Jails: confining the omnipotent root

Preamble

Recently I became nostalgic and fascinated with stuff from the past, so I decided to create a Vagrantfile to work with FreeBSD¹. Why FreeBSD? Because as a developer, I really like Docker and I started looking in the past to find its historical birth: in fact, as a concept, Docker is no so recent as you think, and I think it exists also because of the works of some other bigs from 80’, such as Poul-Henning Kamp². Starting from its work and using a FreeBSD installation I did some experiments with jails, to understand better what they really are, how they works - how can you create what it will look like a vintage container - and why you should use them in a FreeBSD environment - at least, to learn something new.

Introduction

As P.H. Kamp says in its work, FreeBSD’s jail facility provides the ability to partition the operating system environment, while maintaining the simplicity of the UNIX root model.

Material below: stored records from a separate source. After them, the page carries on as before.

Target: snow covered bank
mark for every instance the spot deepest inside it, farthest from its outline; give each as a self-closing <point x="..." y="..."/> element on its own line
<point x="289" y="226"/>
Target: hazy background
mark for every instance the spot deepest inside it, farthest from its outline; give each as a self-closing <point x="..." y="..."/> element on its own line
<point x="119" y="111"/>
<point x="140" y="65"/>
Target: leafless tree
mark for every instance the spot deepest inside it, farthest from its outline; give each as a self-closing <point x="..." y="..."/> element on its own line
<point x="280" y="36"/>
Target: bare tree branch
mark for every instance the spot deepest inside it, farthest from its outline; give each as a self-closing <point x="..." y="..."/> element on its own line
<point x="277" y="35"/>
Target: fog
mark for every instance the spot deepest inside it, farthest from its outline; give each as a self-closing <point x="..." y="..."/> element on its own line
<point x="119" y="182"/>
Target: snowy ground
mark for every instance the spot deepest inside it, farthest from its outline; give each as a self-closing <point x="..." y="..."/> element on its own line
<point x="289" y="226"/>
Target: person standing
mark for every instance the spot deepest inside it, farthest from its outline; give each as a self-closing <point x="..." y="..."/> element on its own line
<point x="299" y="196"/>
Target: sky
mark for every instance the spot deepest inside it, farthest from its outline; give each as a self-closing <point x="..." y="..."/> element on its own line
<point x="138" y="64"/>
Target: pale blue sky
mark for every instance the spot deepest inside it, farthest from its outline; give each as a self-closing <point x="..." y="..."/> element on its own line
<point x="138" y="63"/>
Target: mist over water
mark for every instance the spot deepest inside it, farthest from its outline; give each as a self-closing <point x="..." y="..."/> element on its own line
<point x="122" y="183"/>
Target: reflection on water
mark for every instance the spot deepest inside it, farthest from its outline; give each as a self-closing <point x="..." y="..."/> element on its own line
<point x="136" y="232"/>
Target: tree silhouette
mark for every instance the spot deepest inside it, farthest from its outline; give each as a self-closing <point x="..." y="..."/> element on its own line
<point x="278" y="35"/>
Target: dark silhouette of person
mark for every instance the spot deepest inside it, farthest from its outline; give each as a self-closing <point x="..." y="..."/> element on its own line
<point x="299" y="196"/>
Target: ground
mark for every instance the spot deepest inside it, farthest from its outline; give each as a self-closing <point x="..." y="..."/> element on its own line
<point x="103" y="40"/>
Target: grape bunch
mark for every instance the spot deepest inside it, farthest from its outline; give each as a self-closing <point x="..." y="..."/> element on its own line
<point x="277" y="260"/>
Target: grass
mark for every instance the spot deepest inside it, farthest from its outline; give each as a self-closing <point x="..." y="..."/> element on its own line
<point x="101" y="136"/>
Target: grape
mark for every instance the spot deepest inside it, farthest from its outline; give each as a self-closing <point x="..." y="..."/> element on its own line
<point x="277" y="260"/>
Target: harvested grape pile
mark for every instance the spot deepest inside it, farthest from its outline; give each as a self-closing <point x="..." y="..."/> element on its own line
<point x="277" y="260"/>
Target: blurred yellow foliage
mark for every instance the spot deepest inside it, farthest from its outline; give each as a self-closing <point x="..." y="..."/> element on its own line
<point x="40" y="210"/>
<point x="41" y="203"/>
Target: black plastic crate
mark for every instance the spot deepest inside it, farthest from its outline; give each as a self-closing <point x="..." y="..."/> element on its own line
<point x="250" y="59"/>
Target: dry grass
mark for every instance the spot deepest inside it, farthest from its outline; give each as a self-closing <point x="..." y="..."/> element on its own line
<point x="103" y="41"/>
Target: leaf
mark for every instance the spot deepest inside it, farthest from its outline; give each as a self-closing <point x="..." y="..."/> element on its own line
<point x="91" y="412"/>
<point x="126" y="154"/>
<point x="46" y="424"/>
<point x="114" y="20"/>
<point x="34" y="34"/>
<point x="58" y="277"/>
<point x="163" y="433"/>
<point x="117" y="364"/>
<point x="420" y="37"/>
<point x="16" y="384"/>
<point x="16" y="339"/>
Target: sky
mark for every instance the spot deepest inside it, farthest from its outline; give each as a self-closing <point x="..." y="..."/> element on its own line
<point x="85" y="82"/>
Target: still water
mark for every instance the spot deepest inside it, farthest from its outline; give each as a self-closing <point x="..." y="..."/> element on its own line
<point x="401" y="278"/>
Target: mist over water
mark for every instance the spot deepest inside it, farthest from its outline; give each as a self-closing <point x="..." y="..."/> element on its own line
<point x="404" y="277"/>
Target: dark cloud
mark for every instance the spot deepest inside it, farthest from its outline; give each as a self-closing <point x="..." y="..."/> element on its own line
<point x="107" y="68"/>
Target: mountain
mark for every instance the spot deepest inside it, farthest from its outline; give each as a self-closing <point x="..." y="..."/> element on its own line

I think its work is really clear, and I would like to follow logic steps behind its reasoning, but…wait: let’s start from the problem.

Traditional UNIX Security

The traditional UNIX access model assigns numeric uids to each user of the system. For the purposes of human convenience, uid 0 is canonically allocated to the root user. The system can discover whether special privileges are accorded to a process simply by looking at the uid of the process: if it is equal to 0, then the process is acting with super-user privileges. It’s really simple, but there are a few problems.

Formally, let:

${root, u_1, u_2} \in \cal U$ be respectively the root ($uid = 0$), and two common users ${uids = 1,2}$ from the set of users $\cal U$;
${p_1, p_2, p_3, p_4} \in \cal P \in \cal O$ be four different privileged operations from the subset of privileged operations $\cal P$ included in the set of all available operations $\cal O$;
$G = {V, E}$ be a graph of dependencies between operations, with $V = \cal U$ and $E = {p_1 \rightarrow p_3, p_2 \rightarrow p_3, …}$;

It’s easy to imagine how this scenario could collapse into a difficult dependencies graph that doesn’t let the system to be secure at all. In particular, $G$ itself says that many privileged operations in UNIX - even if seem independent - actually are not: instead, they are closely related and the handing out of one privilege may, in effect, be transitive to the many others. Let assume that users $u_1$ and $u_2$ have to be able to do $p_1$ and $p_2$, but no $p_3$: then you can permit both to be root enabling them doing whetever they want - of course including $p_3$, but also other $p_s$ you want to disable for both the users. What does it means? It means that, if you have to assign different permits over the same operating system - some securelevel mechanism has to be implemented which allows the administrator to block certain configuration and management functions from being performed by root.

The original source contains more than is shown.